Given the above, the aim of this paper is to present the REINTEGRA protocol for the standardization and implementation of the rehabilitation and labor reintegration for people with SMI, which is based on the articulation, systematization and implementation of various training-related interventions in the various functional areas of individuals, and whose effectiveness has been previously demonstrated: psychoeducation, training in activities of daily living (ADL), social skills training (SST), computer-based cognitive remediation (CBCR), metacognitive therapy (MCT), recovery-oriented cognitive behavioural therapy (CT-R) and skills oriented to job integration (SOJI).

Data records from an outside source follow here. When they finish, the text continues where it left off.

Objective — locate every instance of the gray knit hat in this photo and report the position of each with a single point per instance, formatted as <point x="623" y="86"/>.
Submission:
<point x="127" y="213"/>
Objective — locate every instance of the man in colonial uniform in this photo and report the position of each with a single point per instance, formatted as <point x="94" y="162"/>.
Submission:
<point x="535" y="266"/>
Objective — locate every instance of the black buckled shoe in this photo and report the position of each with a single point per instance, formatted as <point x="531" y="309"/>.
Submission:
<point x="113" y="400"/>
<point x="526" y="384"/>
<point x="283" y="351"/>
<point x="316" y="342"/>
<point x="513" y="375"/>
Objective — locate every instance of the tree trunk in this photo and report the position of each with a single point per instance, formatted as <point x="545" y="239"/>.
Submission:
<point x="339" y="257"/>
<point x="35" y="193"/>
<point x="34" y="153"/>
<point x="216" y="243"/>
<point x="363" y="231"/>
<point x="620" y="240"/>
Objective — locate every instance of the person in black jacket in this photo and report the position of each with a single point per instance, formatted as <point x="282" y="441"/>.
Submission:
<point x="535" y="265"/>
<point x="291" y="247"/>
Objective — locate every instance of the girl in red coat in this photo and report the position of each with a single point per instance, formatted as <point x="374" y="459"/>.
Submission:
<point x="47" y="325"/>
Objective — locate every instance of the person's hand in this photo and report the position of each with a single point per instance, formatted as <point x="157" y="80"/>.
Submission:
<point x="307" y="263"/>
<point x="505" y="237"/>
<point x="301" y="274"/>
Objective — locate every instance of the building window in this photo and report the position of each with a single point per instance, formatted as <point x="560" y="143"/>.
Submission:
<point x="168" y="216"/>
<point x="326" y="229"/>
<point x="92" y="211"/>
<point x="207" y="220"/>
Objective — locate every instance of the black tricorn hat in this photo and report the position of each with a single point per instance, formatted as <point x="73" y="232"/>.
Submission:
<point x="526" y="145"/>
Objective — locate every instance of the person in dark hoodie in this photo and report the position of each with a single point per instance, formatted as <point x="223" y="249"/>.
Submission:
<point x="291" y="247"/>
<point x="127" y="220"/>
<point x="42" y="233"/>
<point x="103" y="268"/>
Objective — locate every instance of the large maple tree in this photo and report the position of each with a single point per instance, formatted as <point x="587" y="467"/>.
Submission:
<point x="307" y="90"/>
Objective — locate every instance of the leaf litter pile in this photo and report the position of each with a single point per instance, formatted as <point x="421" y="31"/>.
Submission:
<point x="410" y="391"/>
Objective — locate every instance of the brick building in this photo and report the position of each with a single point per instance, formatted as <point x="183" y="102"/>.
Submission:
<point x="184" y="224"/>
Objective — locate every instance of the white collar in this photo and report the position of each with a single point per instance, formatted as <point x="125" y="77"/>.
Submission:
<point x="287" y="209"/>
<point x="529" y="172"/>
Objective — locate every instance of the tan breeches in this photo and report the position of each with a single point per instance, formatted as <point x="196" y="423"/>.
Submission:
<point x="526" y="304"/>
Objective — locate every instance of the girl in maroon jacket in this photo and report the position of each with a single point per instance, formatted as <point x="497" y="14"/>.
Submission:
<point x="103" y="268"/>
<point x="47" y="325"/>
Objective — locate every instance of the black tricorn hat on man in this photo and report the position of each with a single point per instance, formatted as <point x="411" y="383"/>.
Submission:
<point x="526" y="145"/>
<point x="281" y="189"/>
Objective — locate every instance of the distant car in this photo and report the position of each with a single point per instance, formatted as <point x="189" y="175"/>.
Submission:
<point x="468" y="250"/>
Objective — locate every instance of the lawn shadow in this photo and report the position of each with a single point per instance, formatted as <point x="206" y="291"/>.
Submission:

They are briefly described below [14–16].
Psychoeducation
developed by Anderson in 1980; it is the process by which health professionals collaborate with service users and their family members for the latter to acquire knowledge about the disease and skills to maintain the best possible level of mental health.
Training in ADL
according to Reed and Sanderson [17], ADL is defined as “the tasks that a person must be able to perform to take care of himself, including self-care, communication, and movement”.
SST
refers to behaviors that, combined in an appropriate sequence and used in appropriate ways and places, enable the individual to be successful in social skills [18].
CBCR
its aim is to reduce the cognitive impairment that can cause various disorders, favoring neuronal plasticity, enhancing preserved functions, and recovering those that are not preserved [18].
MCT
it is focused on improving metacognition, which is defined as the active examination and reflection of the cognitive processes themselves, the observation of their products and the study of the reasoning generated [19, 20].
CT-R
It is an adaptation of Beck’s cognitive behavioral therapy focused on the recovery of people suffering from schizophrenia with predominantly negative symptoms and low social functioning [15].
SOJI
Based on the individual objectives of each participant, this training uses modeling techniques, workshop activities and links to job reintegration programs.
Based on these premises and on the understanding that people with SMI have low levels of autonomy, poor interpersonal relationships, deficient management of leisure time, difficulty in obtaining and maintaining a job, and complications in administering their finances, reintegration into the labor market is considered one of the main outcomes of REINTEGRA. The difficulties faced by people with these illnesses are similar throughout the world; their reintegration and occupational prognosis are directly related to symptomatological stability, therapeutic adherence, positive attitude, and family support. Greater social awareness and corporate awareness are needed to prevent discrimination. In the workplace, it is necessary to adapt working hours to flexible hours and reduce the stress burden [21].